Adam Smith is a professor of computer science at Boston University.
When is Memorization Necessary for Machine Learning?
Abstract: Modern machine learning models are complex, and frequently encode surprising amounts of information about individual inputs. In extreme cases, complex models appear to memorize entire input examples, including seemingly irrelevant information (exact addresses from text, for example). In this talk, we aim to understand whether this sort of memorization is necessary for accurate learning, and what the implications are for privacy.

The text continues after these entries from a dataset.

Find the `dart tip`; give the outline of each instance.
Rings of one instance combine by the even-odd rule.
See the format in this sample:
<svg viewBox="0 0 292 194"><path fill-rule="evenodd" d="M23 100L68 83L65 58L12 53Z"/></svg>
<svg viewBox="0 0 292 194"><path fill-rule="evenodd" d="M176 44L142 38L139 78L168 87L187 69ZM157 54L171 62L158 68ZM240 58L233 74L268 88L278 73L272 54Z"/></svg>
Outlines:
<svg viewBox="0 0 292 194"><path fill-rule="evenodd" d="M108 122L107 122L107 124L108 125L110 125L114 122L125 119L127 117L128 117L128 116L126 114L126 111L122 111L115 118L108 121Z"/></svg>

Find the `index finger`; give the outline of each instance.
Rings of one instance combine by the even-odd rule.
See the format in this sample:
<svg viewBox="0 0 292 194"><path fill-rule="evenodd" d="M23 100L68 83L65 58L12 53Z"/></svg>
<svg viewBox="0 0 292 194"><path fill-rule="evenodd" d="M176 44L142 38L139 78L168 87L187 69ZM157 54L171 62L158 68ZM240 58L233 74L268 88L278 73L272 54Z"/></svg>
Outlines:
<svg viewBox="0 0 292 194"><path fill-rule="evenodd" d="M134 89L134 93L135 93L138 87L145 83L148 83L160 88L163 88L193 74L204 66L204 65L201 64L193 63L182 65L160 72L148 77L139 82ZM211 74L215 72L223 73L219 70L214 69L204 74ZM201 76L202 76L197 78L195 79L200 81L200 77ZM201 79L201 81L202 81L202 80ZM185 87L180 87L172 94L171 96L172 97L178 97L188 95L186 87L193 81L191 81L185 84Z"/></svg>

We describe two results that explore different aspects of this phenomenon. In the first, from STOC 2021, we give natural prediction problems in which every sufficiently accurate training algorithm must encode, in the prediction model, essentially all the information about a large subset of its training examples. This remains true even when the examples are high-dimensional and have entropy much larger than the sample size, and even when most of that information is ultimately irrelevant to the task at hand. Further, our results do not depend on the training algorithm or the class of models used for learning.
Our second, unpublished result shows how memorization must occur during the training process, even when the final model is succinct and depends only on the underlying distribution. This leads to new lower bounds on the memory size of one-pass streaming algorithms for fitting natural models.
Joint work with Gavin Brown, Mark Bun, Vitaly Feldman, and Kunal Talwar.